The Fairy Lochs | Ian McLaren Wallace

THE FAIRY LOCHS


IAN MCLAREN WALLACE

THE FAIRY LOCHS

The path begins as a promise, a soft track winding from the road near Gairloch, but it soon becomes a question. On a day of high, bright summer, with a sky of impossible blue, the ground remembers water. It holds it in the deep, dark cups of the peat, releasing it with a sigh under the weight of a boot. To walk here is to learn the land’s language by foot, a grammar of bog-myrtle and sphagnum, of granite bones showing through thin, heathery skin. I was climbing towards the Fairy Lochs, though the name, with its fey whimsy, felt ill-suited to the day’s purpose: a pilgrimage to a place of sudden violence and long memory.

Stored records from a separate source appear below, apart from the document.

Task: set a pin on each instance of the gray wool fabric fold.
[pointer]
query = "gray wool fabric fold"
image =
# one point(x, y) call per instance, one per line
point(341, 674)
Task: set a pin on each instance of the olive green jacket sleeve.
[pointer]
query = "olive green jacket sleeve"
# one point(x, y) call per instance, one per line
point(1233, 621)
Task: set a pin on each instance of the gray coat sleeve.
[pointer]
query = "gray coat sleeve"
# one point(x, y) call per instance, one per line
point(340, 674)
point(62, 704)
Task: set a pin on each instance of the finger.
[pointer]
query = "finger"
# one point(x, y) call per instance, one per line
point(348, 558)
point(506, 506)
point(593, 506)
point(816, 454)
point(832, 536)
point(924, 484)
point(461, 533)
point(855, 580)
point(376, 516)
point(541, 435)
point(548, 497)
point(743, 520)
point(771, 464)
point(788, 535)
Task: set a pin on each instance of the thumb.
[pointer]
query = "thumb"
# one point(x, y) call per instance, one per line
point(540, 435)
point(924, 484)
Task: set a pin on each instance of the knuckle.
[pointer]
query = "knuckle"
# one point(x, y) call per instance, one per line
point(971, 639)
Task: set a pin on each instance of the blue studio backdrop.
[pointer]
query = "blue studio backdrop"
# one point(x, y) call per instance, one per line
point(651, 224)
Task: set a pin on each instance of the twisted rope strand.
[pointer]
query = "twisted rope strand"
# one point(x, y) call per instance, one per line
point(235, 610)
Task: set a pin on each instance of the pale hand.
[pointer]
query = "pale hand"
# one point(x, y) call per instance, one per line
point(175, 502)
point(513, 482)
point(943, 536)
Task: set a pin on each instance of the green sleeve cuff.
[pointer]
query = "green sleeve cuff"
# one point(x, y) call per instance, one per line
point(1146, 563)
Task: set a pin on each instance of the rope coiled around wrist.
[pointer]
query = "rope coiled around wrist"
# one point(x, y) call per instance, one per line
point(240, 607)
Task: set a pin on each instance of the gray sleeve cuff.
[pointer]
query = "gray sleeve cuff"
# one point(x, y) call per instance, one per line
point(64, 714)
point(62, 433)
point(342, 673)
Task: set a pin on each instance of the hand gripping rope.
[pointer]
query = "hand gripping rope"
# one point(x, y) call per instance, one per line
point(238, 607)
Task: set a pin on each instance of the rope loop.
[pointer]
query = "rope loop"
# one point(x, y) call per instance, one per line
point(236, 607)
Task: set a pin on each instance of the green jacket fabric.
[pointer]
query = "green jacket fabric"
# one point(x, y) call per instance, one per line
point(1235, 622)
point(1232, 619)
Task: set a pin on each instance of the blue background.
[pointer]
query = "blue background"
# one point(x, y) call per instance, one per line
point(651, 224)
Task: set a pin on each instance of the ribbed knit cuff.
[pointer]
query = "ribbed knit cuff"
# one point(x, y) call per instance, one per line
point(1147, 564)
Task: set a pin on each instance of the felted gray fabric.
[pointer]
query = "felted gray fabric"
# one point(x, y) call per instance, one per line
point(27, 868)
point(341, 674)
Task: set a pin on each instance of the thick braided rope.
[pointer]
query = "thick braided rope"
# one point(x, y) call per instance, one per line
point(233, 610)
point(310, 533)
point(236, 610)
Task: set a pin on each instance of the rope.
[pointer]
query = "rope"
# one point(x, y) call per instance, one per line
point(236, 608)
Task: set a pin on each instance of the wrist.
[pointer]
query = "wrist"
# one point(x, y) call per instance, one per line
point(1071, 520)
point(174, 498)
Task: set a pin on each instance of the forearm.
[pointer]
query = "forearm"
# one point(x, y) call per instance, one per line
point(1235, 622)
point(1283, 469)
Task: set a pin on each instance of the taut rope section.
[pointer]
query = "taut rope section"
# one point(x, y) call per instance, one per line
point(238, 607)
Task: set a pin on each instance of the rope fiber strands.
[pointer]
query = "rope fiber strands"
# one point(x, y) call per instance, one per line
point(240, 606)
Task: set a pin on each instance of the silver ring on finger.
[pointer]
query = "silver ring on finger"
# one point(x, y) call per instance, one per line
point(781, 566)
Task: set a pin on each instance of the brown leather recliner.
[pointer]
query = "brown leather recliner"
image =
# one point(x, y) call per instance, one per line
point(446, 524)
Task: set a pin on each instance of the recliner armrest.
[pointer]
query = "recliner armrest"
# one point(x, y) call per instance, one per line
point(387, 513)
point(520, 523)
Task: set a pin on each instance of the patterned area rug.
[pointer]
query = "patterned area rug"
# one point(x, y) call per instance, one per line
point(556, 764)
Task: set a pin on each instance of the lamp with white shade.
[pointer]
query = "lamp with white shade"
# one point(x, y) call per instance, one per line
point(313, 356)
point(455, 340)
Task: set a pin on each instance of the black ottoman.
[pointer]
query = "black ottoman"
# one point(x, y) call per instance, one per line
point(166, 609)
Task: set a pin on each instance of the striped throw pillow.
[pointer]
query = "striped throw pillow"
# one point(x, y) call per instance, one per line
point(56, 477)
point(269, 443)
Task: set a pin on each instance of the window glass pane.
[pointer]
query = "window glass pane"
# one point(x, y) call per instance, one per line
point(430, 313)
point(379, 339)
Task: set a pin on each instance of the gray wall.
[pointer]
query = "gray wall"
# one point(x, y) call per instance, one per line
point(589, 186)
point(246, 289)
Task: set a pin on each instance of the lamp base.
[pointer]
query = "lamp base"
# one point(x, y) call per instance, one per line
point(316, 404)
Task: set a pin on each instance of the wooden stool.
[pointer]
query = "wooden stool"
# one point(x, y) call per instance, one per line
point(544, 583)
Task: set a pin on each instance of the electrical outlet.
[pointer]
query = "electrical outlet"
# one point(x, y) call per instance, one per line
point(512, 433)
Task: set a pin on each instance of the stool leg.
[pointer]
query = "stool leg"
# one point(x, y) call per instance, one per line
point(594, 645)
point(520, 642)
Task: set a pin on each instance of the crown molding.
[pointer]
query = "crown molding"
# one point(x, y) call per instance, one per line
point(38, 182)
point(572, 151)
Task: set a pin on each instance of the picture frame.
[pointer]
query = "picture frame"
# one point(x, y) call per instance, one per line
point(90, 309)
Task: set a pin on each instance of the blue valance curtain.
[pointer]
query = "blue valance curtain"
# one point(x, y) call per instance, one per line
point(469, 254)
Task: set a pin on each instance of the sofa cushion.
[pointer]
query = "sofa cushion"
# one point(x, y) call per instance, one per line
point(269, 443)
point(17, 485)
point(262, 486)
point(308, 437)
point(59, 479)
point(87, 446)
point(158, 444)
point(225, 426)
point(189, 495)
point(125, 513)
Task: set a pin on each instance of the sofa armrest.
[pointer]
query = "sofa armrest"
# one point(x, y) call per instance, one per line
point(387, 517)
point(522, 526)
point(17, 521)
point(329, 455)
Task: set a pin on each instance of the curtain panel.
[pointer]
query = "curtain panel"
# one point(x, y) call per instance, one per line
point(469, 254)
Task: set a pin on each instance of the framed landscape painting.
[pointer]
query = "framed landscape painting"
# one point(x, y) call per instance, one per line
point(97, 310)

The track dissolves into a hundred possible ways, a negotiation with the wetness of the earth. You follow the drier lines, the faint traces left by others who have made this same ascent. The air is sharp with the scent of pine and the peppery tang of the moor. Below, Loch Gairloch is a shard of fallen sky, and the Torridonian giants stand clear on the horizon, their sandstone flanks ancient and unweathered by the passing concerns of men. But here, the focus is smaller, more intimate. It is a landscape that draws you in, demanding attention to the particular, to the small, dark lochans that begin to pock the plateau.

And then, you see it. Not the memorial plaque at first, but a piece of the story itself. An engine, rusted but defiant, sits half-submerged in the peat, its intricate mechanics exposed to the slow, patient work of the Highland weather. A little further, a propeller blade, bent and twisted, rises from the dark water of a lochan like a strange, metal reed. These are not just fragments; they are relics. The bright, unblinking sun of this summer’s day does not diminish their power but sharpens their edges, making them starkly present. They are a clitter of memory, a scattering of an event that tore a hole in the sky on the 13th of June, 1945.

I walked to the simple stone cairn that bears the plaque. Fifteen names. Fifteen young men, far from their American homes, who survived a war only to be claimed by this hill on their journey back to it. The B-24 Liberator, ‘Wee Willie’, lost in cloud, found the unforgiving rock. Standing there, the silence is profound. It is a quiet composed of wind skirling over the water’s surface and the hum of insects in the heather. I read the names aloud, a quiet litany against the vastness. To speak a name is to summon a presence, to insist that a life is not erased by its ending.

Leaving the site, the path down feels different. The landscape is now charged with a new resonance. The bright day no longer feels like a simple expression of summer, but a kind of illumination, a light shone upon a hidden sorrow that has become part of the very substance of this place. The wreckage will continue its slow return to the earth, the iron leaching into the peat, but the story is held here, in the water and the stone, waiting for those who make the climb to listen.